No, the secret I want to share with you is simple. Yet it has been almost completely overlooked since the Dow Jones Industrial Average posted fresh highs Tuesday and Wednesday.
The truth about these new highs is that they don’t matter–at least not the way you think they do.
It is all too easy to look at this week’s market milestones through the lens of crisis. Folks want to know why the markets are rising while the economy feels stagnant. Jobs and income aren’t back to levels we saw before everything got out of control. Europe is a mess. Need I go on?
Investors continue to replay the financial crisis carnage. And they expect the markets to do the same. Their wallets and psyche remain damaged. They do not trust the stock market anymore–and many of these same investors have fled to bonds. They have yet to participate in the cyclical bull that emerged in 2009…
Of course, the stories surrounding the newest Dow milestone reflect this mood.
One of my favorite comparisons is these new highs signal that the Dow is heading for a crash that will mirror the 1987 panic. If this is true, the market will need to punch it into overdrive, considering that the year-over-year gains the overheated Dow posted at its 1987 high were a whopping 44%.
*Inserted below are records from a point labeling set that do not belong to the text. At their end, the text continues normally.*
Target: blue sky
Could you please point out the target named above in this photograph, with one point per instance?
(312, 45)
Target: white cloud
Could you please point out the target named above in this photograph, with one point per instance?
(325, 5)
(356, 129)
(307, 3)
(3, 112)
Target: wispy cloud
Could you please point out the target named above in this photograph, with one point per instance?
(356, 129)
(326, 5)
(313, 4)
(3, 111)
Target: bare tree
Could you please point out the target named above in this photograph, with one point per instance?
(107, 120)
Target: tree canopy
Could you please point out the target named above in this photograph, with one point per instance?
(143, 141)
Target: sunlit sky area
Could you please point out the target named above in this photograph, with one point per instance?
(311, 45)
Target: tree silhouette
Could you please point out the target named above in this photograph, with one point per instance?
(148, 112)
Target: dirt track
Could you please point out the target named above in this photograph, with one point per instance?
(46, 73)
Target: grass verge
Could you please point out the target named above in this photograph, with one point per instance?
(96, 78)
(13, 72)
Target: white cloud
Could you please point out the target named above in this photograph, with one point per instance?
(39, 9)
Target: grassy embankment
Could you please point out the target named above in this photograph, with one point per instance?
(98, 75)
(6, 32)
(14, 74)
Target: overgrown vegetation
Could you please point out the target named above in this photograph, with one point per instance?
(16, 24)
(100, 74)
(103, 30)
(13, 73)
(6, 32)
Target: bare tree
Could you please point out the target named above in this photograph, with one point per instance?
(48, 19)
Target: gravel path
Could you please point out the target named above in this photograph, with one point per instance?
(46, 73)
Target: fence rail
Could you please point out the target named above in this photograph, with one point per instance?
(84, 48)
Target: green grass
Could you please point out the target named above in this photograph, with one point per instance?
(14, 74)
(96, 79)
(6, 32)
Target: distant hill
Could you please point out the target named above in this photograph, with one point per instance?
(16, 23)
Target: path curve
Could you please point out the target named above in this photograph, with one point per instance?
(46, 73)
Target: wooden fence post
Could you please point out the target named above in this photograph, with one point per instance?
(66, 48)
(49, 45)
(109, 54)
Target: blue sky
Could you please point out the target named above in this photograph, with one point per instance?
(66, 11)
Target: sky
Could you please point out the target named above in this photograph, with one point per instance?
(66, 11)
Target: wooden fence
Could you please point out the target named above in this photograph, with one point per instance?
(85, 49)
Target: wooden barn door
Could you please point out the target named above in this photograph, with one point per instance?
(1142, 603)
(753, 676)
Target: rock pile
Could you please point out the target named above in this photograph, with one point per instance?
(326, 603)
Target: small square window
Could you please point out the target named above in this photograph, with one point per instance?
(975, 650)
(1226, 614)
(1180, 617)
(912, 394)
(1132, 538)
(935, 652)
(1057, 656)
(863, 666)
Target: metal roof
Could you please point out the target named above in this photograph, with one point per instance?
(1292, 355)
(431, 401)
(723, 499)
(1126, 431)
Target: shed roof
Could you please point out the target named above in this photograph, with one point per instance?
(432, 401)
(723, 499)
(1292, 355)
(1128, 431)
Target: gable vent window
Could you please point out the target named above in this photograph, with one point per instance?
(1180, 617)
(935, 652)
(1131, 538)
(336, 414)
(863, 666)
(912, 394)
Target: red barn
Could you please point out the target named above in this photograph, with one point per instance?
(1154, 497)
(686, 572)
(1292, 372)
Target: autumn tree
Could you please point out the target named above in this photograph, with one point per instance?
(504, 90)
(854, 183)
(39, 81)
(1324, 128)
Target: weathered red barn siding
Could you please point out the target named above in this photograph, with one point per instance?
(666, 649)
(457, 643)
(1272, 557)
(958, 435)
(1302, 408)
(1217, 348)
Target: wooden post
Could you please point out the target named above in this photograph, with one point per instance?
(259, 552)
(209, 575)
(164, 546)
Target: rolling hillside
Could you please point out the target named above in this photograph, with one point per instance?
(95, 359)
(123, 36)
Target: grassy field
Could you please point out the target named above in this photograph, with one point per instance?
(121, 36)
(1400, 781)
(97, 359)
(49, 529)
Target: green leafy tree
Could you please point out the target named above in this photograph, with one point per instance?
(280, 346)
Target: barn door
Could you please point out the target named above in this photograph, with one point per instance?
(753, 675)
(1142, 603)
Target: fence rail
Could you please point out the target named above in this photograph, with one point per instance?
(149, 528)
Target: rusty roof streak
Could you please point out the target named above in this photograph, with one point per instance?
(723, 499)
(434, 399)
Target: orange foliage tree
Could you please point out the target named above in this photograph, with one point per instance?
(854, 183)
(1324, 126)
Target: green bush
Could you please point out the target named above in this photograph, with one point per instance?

Looking back to more recent market tops, it is important keep in mind just how different the sentiment picture is today than it was in 2000 or 2007. During the dot-com boom, consistent moves higher were never questioned. Stocks could not possibly lose value. Even smack in the middle of a secular bear market, the 2007 highs were also met with little scrutiny from the mainstream press. Americans–flush with cash from an unprecedented housing boom–had yet to feel the pinch of a sharp recession. Most investors were in a position to take risk.
That’s a very different sentiment picture than we’re experiencing today…
Remember, new highs aren’t market tops. In fact, hundreds of highs registered during the bull markets of the 50’s, 60’s, 80’s and 90’s. Tops are only visible with the aid of hindsight. Once the market slogs through the final legs of the lost decade, the idea of constantly announcing new highs will quietly disappear.